Am 9. März 2026 wurde Professor Dr. Günter Daniel Rey von der Technischen Universität Chemnitz für seine bemerkenswerte Forschungsleistung ausgezeichnet. Er erreichte den 24. Platz in einem Ranking der 50 produktivsten Forscher im Bereich der Pädagogischen Psychologie. Diese Liste basiert auf einer umfassenden Analyse der Publikationen in Fachzeitschriften für Bildungspsychologie zwischen 2017 und 2022. Die Studie, die das Ranking erstellte, wurde in der Fachzeitschrift „Frontiers in Psychology“ veröffentlicht, was die Relevanz seiner Arbeit unterstreicht. Rey hat sich einen Namen gemacht, insbesondere mit seiner Professur für Psychologie digitaler Lernmedien, die er seit 2013 innehat.

Seine Forschung konzentriert sich auf die lernförderliche Gestaltung multimedialer und interaktiver Lernmedien. Die Bedeutung dieser Themen nimmt in der heutigen digitalen Bildungslandschaft stetig zu, und Rey’s Beiträge sind entscheidend, um effektive Lernstrategien zu entwickeln.
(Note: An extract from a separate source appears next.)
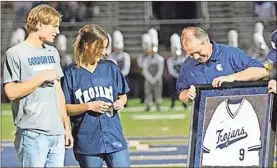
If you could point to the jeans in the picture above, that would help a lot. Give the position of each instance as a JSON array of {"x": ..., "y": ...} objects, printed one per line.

Einflussreiche Doktoranden

Bemerkenswert ist, dass auch drei von Reys ehemaligen Doktoranden in dem Ranking vertreten sind. Diese sind:

  • Prof. Dr. Sascha Schneider von der Universität Zürich, Rang 30
  • Prof. Dr. Maik Beege von der Pädagogischen Hochschule Freiburg, Rang 37
  • Prof. Dr. Steve Nebel von der Universität Potsdam, Rang 45

Beege studierte Psychologie an der TU Chemnitz, während Nebel Medienkommunikation und Schneider an der Philosophischen Fakultät der TU habilitierte. Ihre Erfolge spiegeln die hohe Qualität der Ausbildung und Betreuung an der TU Chemnitz wider.

Forschung im Kontext

Diese Auszeichnungen und das Ranking stehen im Einklang mit den Zielen des DIPF (Deutsches Institut für Internationale Pädagogische Forschung), das sich auf die Lehr-Lernqualität in Bildungseinrichtungen konzentriert. Das DIPF untersucht die Bedingungen von Bildung sowie die notwendigen Kompetenzen des pädagogischen Personals und fördert interdisziplinäre Forschungsansätze aus Erziehungswissenschaft, Psychologie, Soziologie und Informatik.

Im Jahr 2021 wurden vier strategische Themenschwerpunkte für die Forschung des DIPF definiert, darunter die Erfassung von Chancen und Herausforderungen digitaler Bildung, die Entwicklung digitaler Informationsplattformen sowie die Förderung von Open Science. Reys Forschung zur Gestaltung digitaler Lernmedien korrespondiert somit direkt mit den Zielen des DIPF und leistet einen wertvollen Beitrag zur Verbesserung der Bildungsqualität.

In einer Zeit, in der digitale Lernmedien zunehmend relevant werden, zeigt Reys Arbeit die Synergien zwischen Forschung, Lehre und praktischer Anwendung auf. Die Erfolge seiner Doktoranden verdeutlichen, dass diese Ansätze nicht nur die akademische Gemeinschaft bereichern, sondern auch direkt in die Praxis von Bildungseinrichtungen übergehen können.